BLITZER: He was a lot tougher than the president was in the first debate. Can we expect President Obama to come out -- it's a town hall meeting format, which is a little bit more complicated.

PSAKI: It is.

BLITZER: A little bit more feisty, assertive this time around?

PSAKI: Well, look, the president's audience is still the American people next Tuesday, just like it was last week.

And it's still the audience that will be interacting in the town hall. But we have seen last night in the debate with Paul Ryan, last week in the debate with Mitt Romney that they're both willing to say and do anything to become president and vice president. And they're a little fast and loose with the facts.

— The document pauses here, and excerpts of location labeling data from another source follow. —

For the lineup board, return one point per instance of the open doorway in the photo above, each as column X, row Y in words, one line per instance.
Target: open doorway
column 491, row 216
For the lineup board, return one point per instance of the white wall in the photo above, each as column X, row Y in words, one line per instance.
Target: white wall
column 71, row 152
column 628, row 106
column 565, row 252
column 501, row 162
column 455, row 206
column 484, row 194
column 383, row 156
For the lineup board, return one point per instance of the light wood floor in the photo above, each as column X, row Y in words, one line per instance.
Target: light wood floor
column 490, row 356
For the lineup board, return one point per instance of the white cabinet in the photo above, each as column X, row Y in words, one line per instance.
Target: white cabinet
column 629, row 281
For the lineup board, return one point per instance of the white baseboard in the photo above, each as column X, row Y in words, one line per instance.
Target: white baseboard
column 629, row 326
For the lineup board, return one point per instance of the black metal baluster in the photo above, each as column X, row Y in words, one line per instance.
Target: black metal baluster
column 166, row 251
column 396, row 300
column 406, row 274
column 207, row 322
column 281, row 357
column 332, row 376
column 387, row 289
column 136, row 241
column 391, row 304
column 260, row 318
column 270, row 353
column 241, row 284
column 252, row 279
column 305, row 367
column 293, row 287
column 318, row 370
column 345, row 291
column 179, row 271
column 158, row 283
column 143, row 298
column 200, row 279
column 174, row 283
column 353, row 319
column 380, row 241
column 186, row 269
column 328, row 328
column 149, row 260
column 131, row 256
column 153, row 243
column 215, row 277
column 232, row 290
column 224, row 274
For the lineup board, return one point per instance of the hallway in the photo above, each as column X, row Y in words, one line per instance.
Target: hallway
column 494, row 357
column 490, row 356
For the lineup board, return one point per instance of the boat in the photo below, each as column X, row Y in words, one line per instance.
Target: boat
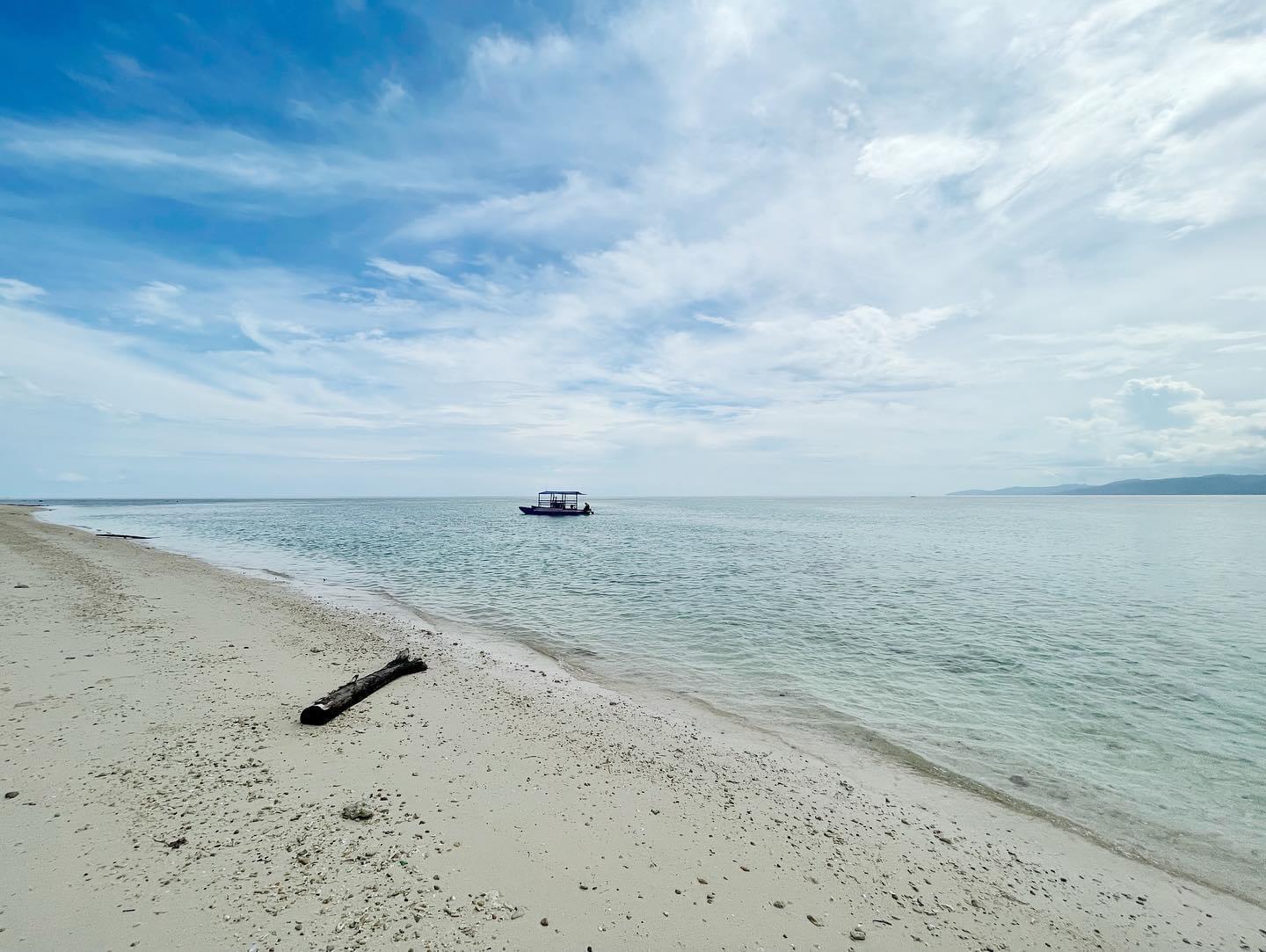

And that's a lesson we've learned. We've been holding their feet to the fire over the last 10 days. And we're going to continue to do that. The president included.

BLITZER: Because the president says he was a little too polite last time. Maybe he'll be less polite this time.

Here's another little exchange that the vice president had with Paul Ryan. I'm going to play some of these clips.


PAUL: Seven-point-four million seniors are projected to lose the current Medicare advantage coverage they have, that's a $3,200 benefit cut --

BIDEN: That didn't happen. More people --

RYAN: These are from your own actuaries.

BIDEN: More people signed up for Medicare advantage after the change.

RYAN: It's a plan I put together with a prominent Democratic senator from Oregon --

BIDEN: There's not one Democrat that endorses it. Not one Democrat who signed the plan --

RYAN: Mr. Vice president, I know you're under a lot of duress to make up for lost ground, but I think we would be better served if we don't keep interrupting each other.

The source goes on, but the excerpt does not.